Non sapevamo nulla di quella terra, nulla…..E avevamo tentato di marciarci basandoci sulle informazioni di traditori ignoranti! Adulatori della peggior razza!
Mandai a chiamare l’ultimo sopravvissuto di essi, il peggiore! Pilco! Il prete! Odiavo i preti! Li odio ancora!
Entrò! Solita faccia da magnaccia, solito sorriso menzognero, solito inchino……
-Ave Generale! Servo vostro, nobile Manlio Torquato, rappresentante…..-
-Chiudi il becco, Pilco!- lo interruppi, prima che elencasse tutta la mia stirpe, gente che nemmeno io ricordavo!
-Pilco, tu sai quanto mi diano ai nervi le balle!! Ho pensato di avertelo chiarito sin dall’inizio!-
-Si mio Signore!-
Non guardava negli occhi. Mai! Sempre testa china, sorriso e mani conserte sotto la bianca veste. Odio chi non mi guarda in faccia quando parla!
-Le tue informazioni erano chiare: nemico allo sbando, ufficiali in fuga o prigionieri, una marcia all’interno che non sarebbe stata di alcuna difficoltà! Hai detto questo, Pilco?-
-Si, mio Signore, queste erano state le mie parole!-
-E allora come spieghi le migliaia di perdite intorno a quel cazzo di Baromani, Barumeni, Bar….Come si chiama??-
-Baromene, Signore……È il Quartier Generale dei ribelli!-
-Non chiamarli ribelli, idiota!! Ti proibisco di chiamarli ribelli!!!! È un’Armata, Pilco, è l’intero esercito di Hannibal rinato e riorganizzato….. Baromene! Tu sai che ci abbiamo girato intorno per mesi senza mai vederla?? Tu sai quanti ragazzi ho perso in quell’Averno??-
-No Sign….Ehm, si certo, Reverendissimum! Più di un migliaio?-
-Duemilaottocento…..Verme schifoso! Senza contare i mutilati, gli accecati, quelli che sono tornati a Roma e dopo un mese si sono uccisi con le proprie mani! Legionari…..Pilco……Gente addestrata a tutto, gente che combatte da anni!! Impazziti, folli, fuori di testa che non riconoscono più nemmeno la propria madre!!!

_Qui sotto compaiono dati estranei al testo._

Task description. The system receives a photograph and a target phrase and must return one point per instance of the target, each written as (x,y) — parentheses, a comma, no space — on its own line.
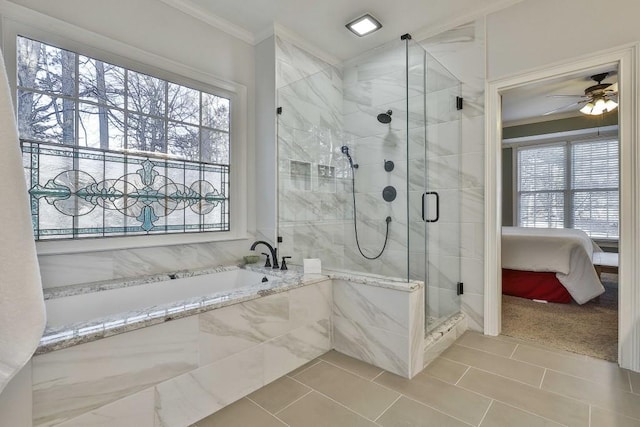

E poi Antinè, o come la chiamate? E Makopsissa…… Cinque Legioni…..Più di ventimila soldati! Sbaragliati, in una sola notte! Aggrediti nell’accampamento e spazzati via, Pilco!!! Da quella che tu definisci un’Armata allo sbaraglio composta di banditi, vedove, mocciosi, vecchi e selvaggi!!!!-
Divenne cupo. Il sorriso da ebete scomparve. –Signore, vero, le mie informazioni erano frutto di ricerca dettagliata, vero……A Kornus erano morti tutti, e chi s’è salvato è stato acciuffato sulla lakana….Io non sapevo, vero…..Io non riesco a capire chi li possa aver aiutati, vero……-
-Smettila di ripetere vero…..Te l’ho detto mille volte! Non sopporto quel “vero”, lo odio, come odio la vostra razza…..Anche i morti, si, anche i morti!!!! Non so di chi mi devo fidare, capisci??-
-Di me Signore…..-
-Di te meno di tutti, maiale……Oh ma che cazzo me ne frega? Ti prenderanno, si, ti lascerò acciuffare, come gli altri, la stessa fine!!!! Ti tolgo la scorta, brutto idiota!!-
-Signore, calmatevi, vi prego…..Cercate di ragionare Signore!!-
-Ragionare?? Su cosa? Su quello che è successo a Tzur la settimana scorsa? Centinaia di cornuti che spuntano fuori dal nulla, sbaragliano una guarnigione di un migliaio di legionari, liberano cinquanta prigionieri pronti ad essere imbarcati, spariscono nel nulla mentre la città intera esplode nella più grande ribellione dall’inizio della guerra!!!! Per non parlare delle nostre corazze aperte in due come se fossero burro, delle frecce esplosive, eccetera, eccetera……O vuoi ragionare sulle miniere?? Ottocento schiavi liberati, le guardie massacrate, i soliti cornuti che spuntano dal nulla e nel nulla scompaiono….Ragioniamo Pilco?....Questa terra esplode sotto i nostri piedi, le Legioni di Roma annientate da….nessuno….E tu vuoi ragionareeee????-
Tentò di parlare, lo bloccai! Giravo per tutta la stanza mugugnando come un toro furioso…..Poi ritornai sulla scrivania, afferrai i plichi e glieli sbattei in faccia: -Vuoi ragionare su dati concreti? Bene, Pilco, allora prova a ragionare su questi!!-
-Di….Di che si tratta, eccellentissimo!!-
-Non sai leggere??-
Cominciò a scorrere i plichi con gli occhi.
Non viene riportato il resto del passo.